AWS Glue is a serverless knowledge integration service that permits you to course of and combine knowledge coming via totally different knowledge sources at scale. AWS Glue 5.0, the most recent model of AWS Glue for Apache Spark jobs, offers a performance-optimized Apache Spark 3.5 runtime expertise for batch and stream processing. With AWS Glue 5.0, you get improved efficiency, enhanced safety, assist for the subsequent technology of Amazon SageMaker, and extra. AWS Glue 5.0 allows you to develop, run, and scale your knowledge integration workloads and get insights sooner.

AWS Glue accommodates numerous improvement preferences via a number of job creation approaches. For builders preferring direct coding, Python or Scala improvement is out there utilizing the AWS Glue ETL library.

Constructing production-ready knowledge platforms requires strong improvement processes and steady integration and supply (CI/CD) pipelines. To assist numerous improvement wants—whether or not on native machines, Docker containers on Amazon Elastic Compute Cloud (Amazon EC2), or different environments—AWS offers an official AWS Glue Docker picture via the Amazon ECR Public Gallery. The picture permits builders to work effectively of their most well-liked surroundings whereas utilizing the AWS Glue ETL library.

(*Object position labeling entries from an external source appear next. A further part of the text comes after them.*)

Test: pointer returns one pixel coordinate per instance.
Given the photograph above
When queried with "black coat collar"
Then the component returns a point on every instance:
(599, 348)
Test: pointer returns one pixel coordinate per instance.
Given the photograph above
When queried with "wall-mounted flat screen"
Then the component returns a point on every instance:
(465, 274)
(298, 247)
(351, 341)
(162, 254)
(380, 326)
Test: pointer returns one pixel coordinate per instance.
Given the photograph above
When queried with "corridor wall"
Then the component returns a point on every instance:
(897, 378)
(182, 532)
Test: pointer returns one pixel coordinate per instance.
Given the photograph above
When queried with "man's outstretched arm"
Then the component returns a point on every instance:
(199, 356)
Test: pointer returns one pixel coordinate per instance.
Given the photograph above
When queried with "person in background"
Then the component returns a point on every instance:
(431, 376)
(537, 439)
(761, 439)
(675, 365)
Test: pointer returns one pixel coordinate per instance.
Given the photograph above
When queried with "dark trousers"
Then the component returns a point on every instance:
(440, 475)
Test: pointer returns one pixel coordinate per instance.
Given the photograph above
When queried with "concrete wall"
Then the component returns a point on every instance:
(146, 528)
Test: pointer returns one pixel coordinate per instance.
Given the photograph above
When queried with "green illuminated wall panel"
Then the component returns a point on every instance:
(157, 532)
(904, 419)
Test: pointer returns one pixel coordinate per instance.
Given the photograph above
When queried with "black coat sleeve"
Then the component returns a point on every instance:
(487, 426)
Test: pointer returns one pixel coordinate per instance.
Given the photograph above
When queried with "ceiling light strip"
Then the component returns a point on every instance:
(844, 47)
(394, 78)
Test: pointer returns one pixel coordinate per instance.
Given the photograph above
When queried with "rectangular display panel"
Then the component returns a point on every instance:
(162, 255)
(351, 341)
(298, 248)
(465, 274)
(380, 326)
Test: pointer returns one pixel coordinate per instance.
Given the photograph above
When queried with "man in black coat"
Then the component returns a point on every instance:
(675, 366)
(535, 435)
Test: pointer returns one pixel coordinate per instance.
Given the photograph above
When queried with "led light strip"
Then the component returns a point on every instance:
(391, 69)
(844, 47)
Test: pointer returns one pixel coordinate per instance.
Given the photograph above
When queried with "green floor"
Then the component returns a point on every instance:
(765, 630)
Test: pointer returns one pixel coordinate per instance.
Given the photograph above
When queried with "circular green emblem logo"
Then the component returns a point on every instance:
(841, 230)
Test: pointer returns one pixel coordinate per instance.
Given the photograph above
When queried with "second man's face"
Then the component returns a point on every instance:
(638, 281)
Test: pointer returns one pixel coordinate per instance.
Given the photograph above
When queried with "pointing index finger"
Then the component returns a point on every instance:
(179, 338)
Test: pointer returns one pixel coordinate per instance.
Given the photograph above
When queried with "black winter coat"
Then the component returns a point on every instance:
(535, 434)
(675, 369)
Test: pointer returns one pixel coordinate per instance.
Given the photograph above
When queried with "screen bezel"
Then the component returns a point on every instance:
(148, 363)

On this submit, we present easy methods to develop and take a look at AWS Glue 5.0 jobs regionally utilizing a Docker container. This submit is an up to date model of the submit Develop and take a look at AWS Glue model 3.0 and 4.0 jobs regionally utilizing a Docker container, and makes use of AWS Glue 5.0 .

Obtainable Docker pictures

The next Docker pictures can be found for the Amazon ECR Public Gallery:

  • AWS Glue model 5.0ecr.aws/glue/aws-glue-libs:5

AWS Glue Docker pictures are suitable with each x86_64 and arm64.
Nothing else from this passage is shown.